Another important thing to note is that the logs are single-writer--each sensor has their own log. This makes quite a few things easier for us (encryption, signatures, data-ordering, etc.). However, there are situations where a composite log is desired, such as one log for all the temperature sensors in a building. We envision that a simple aggregation service can subscribe to all the individual logs, perform some kind of aggregation on those values (for example, calculating average temperature in a building), and then write those values to a composite log. A composite log is also a single writer log where the aggregation service is the sole writer to the composite log.
All objects known to the GDP, including logs and services, exist in a single, flat, global namespace based on 256-bit numbers (loosely referred to as the internal name). These are assigned by GDP when the log is created using a hash of the metadata and public key (the exact composition of this is TBD). (At the moment it is possible to specify the data that is hashed for the name, but this will be changed soon). A directory service will map human-understandable names into internal names (coming soon).
Client side implementation
As of now, at the core of client side distribution is a C library. There are wrappers around the C library for Python and Java. Wrappers for other languages tend to run slightly behind in features compared to the C interface, however, you might find them an easier option if you want an object oriented interface or are not comfortable programming in C.
Java interface is moderately supported. Contact Christopher (firstname.lastname@example.org) or Nitesh (email@example.com) if you are in desperate need for a Java interface. There is also a REST-based interface, which is covered elsewhere.
Security and Privacy
The long-term plan is to use encryption for data secrecy and signatures for authenticity. Ideally, a user reading/writing data from/to GDP should not have to trust any other component of the system for any verification (not even the log servers). We envision that we can achieve such guarantees by making the client side a little smarter and using mathematical techniques such as encryption. However, it is a work in progress and in the current stage, we do not provide any such guarantees.

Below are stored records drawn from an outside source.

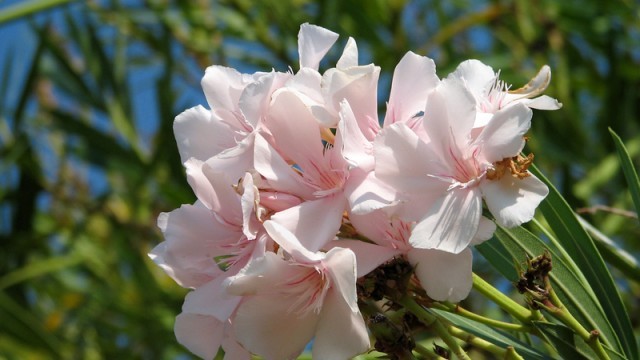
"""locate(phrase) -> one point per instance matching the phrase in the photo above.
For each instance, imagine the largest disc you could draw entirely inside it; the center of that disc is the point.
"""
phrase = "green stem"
(518, 311)
(26, 8)
(508, 353)
(559, 311)
(457, 309)
(432, 322)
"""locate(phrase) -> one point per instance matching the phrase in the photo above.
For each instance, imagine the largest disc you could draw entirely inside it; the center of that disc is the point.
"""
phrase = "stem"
(432, 322)
(518, 311)
(457, 309)
(591, 338)
(508, 353)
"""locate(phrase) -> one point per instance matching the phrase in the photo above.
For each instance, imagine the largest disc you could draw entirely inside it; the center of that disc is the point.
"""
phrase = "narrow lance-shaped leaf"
(579, 245)
(630, 173)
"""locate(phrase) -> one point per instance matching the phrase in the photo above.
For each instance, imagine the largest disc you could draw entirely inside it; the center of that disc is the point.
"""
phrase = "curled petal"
(513, 201)
(445, 276)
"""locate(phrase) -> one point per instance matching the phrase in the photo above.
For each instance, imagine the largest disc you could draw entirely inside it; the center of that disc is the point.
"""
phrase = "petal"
(357, 149)
(278, 173)
(486, 228)
(235, 161)
(536, 85)
(403, 160)
(477, 76)
(340, 263)
(342, 333)
(413, 78)
(445, 276)
(543, 102)
(315, 222)
(223, 86)
(295, 132)
(200, 134)
(450, 223)
(358, 85)
(211, 299)
(513, 201)
(264, 325)
(349, 56)
(201, 334)
(368, 256)
(290, 243)
(503, 137)
(313, 43)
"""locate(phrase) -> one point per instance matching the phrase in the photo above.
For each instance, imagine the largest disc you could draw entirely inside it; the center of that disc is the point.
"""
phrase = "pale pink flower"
(290, 298)
(204, 335)
(443, 275)
(493, 94)
(445, 172)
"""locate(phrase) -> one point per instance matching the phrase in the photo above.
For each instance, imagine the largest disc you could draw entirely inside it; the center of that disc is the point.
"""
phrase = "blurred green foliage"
(88, 158)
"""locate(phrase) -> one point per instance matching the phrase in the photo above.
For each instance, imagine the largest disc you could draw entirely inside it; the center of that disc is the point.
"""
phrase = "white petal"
(341, 332)
(486, 228)
(201, 334)
(403, 160)
(413, 78)
(211, 299)
(340, 263)
(313, 43)
(543, 102)
(368, 256)
(314, 223)
(199, 134)
(503, 136)
(513, 201)
(290, 243)
(264, 325)
(476, 75)
(451, 222)
(349, 56)
(222, 86)
(445, 276)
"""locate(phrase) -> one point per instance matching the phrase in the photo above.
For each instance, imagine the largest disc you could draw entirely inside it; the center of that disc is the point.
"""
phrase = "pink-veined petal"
(313, 43)
(315, 222)
(200, 134)
(278, 173)
(403, 160)
(445, 276)
(211, 299)
(477, 76)
(513, 201)
(201, 334)
(542, 102)
(340, 263)
(341, 333)
(290, 243)
(349, 57)
(368, 256)
(451, 222)
(264, 325)
(486, 228)
(503, 136)
(413, 78)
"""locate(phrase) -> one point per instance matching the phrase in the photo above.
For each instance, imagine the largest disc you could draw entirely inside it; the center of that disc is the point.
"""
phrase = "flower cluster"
(301, 192)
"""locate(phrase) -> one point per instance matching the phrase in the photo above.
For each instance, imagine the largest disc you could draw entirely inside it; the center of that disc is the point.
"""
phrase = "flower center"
(516, 165)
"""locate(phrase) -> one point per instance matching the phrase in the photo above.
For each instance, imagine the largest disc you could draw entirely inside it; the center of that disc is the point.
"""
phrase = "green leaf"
(486, 332)
(630, 173)
(576, 295)
(580, 247)
(26, 8)
(568, 344)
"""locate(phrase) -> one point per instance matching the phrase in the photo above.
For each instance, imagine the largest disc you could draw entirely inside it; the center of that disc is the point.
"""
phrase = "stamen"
(518, 167)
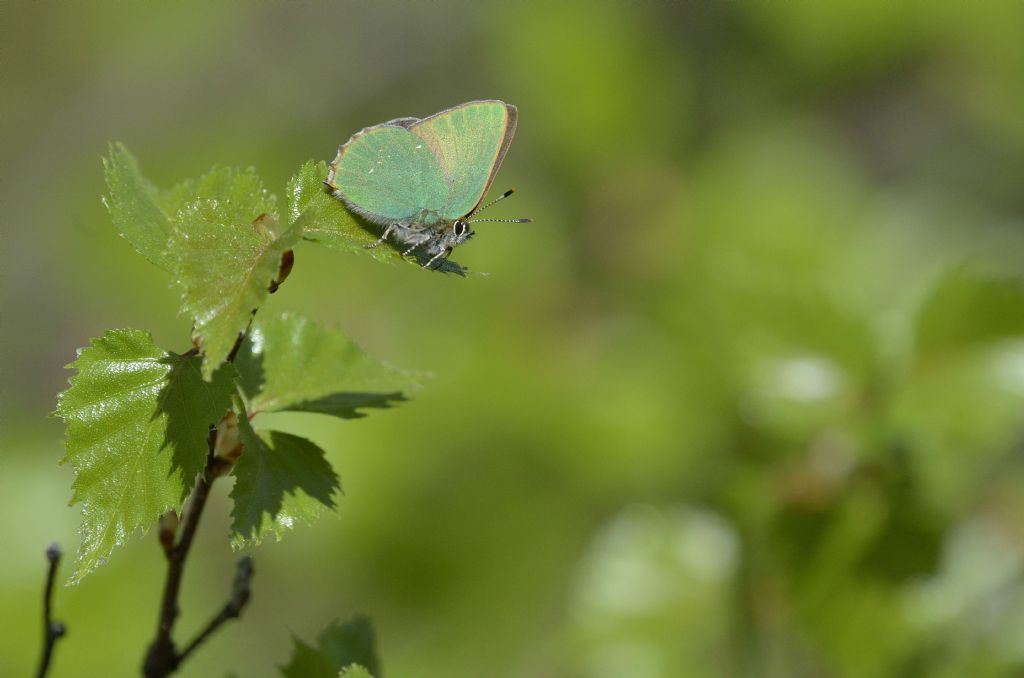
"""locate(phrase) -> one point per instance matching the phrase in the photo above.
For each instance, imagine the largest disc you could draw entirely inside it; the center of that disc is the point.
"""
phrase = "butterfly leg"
(387, 231)
(443, 253)
(418, 240)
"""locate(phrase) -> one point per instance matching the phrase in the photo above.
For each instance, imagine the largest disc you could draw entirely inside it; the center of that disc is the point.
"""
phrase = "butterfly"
(424, 179)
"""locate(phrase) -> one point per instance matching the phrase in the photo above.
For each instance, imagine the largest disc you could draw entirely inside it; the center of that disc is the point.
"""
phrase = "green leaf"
(970, 308)
(135, 206)
(325, 219)
(291, 363)
(137, 420)
(280, 478)
(339, 646)
(227, 248)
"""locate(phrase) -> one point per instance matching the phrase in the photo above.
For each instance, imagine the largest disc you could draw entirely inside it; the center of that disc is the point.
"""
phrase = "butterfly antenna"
(497, 200)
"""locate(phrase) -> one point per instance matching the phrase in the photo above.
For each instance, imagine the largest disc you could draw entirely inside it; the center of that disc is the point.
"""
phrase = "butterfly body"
(423, 179)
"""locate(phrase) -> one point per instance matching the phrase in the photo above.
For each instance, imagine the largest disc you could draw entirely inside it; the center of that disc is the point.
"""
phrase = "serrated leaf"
(137, 420)
(325, 219)
(227, 249)
(291, 363)
(339, 646)
(279, 479)
(135, 206)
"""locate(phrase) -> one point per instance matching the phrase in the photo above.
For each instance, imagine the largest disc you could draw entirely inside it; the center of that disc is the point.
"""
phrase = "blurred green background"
(747, 398)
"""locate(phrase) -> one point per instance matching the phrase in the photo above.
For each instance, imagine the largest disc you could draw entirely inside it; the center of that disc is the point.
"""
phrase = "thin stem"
(51, 630)
(163, 659)
(231, 609)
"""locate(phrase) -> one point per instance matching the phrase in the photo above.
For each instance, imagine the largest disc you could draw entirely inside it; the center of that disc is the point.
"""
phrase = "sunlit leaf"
(135, 206)
(280, 479)
(291, 363)
(137, 421)
(339, 646)
(325, 219)
(227, 248)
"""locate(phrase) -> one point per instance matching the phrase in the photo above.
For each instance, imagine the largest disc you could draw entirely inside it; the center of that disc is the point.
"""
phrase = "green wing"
(387, 173)
(469, 141)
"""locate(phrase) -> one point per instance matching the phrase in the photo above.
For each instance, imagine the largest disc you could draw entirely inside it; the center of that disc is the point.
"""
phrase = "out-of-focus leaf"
(339, 646)
(135, 206)
(325, 219)
(227, 249)
(291, 363)
(307, 662)
(280, 478)
(137, 421)
(969, 308)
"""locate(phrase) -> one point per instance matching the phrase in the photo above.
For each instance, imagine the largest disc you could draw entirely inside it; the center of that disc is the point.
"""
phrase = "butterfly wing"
(469, 142)
(387, 173)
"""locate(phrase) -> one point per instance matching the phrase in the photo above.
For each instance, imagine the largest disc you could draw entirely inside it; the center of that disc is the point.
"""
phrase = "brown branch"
(51, 630)
(231, 609)
(163, 659)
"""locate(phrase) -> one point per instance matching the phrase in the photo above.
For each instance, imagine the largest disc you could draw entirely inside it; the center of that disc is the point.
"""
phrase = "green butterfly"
(424, 179)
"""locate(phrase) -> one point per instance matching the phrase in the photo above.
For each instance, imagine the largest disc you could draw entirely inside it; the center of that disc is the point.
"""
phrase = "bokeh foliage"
(745, 398)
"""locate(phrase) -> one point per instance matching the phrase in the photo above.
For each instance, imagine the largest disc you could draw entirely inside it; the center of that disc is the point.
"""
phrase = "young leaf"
(227, 249)
(338, 647)
(291, 363)
(325, 219)
(135, 206)
(137, 420)
(280, 478)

As mentioned earlier, logs are single-writer. Roughly, each log has a public signature key included in the log-level metadata; the private part stays with the intended writer of the log. All the writes are signed using the private signature key which are verified by the log-server to enforce 1) write access control, 2) data authenticity. These signatures are included in the on-disk data and could be queried by a client to make sure that the data was not modified in any way. Any tampering with record ordering can also be detected, since the single-writer model allows for the writer to create an implicit linked-list protected by signatures. However, this is only partly implemented as of now.

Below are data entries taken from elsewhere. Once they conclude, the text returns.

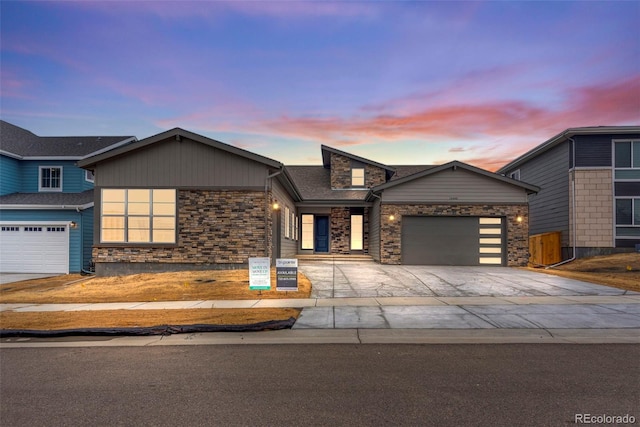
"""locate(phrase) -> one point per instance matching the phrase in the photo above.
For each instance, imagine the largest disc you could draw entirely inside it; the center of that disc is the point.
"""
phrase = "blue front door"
(322, 234)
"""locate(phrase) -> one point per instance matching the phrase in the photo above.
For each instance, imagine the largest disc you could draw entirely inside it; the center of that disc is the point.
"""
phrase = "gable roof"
(453, 165)
(22, 144)
(326, 159)
(177, 134)
(565, 135)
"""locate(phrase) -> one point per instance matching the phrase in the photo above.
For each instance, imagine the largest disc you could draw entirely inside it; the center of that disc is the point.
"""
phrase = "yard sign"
(287, 274)
(259, 274)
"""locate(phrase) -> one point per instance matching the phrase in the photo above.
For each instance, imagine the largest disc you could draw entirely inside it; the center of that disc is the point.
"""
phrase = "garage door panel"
(34, 248)
(441, 240)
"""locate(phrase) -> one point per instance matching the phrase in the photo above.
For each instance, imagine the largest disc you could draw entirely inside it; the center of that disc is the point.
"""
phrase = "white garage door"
(34, 248)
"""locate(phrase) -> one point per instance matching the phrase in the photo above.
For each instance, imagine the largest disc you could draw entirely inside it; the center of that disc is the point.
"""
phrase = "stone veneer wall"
(594, 208)
(517, 232)
(214, 227)
(340, 231)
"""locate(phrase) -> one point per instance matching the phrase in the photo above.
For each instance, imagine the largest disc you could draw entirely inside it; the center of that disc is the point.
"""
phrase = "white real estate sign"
(259, 274)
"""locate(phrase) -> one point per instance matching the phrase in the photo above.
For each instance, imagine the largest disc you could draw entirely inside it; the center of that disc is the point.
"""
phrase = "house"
(179, 200)
(590, 188)
(46, 201)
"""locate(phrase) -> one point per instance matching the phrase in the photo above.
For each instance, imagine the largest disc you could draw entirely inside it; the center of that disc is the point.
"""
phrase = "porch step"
(336, 257)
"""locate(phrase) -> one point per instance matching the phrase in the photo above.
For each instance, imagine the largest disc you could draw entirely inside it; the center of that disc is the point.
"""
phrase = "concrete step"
(335, 257)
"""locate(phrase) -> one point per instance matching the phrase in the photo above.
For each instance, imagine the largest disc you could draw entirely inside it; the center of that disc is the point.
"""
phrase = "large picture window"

Encryption is used to make data available to only certain users. Ideally, anyone can read encrypted data but can not make any sense out of it without access to the decryption key. However, there are limitations to this approach. Side channels, weak encryption, key-management are some of the many challenges that need to be solved.
As for the overhead of signatures/encryption, in the current phase we envision that if a device can speak the GDP protocol, it can also perform signature/encryption. Ultra low power devices might offload the entire process to a more powerful gateway device (a smartphone, for instance).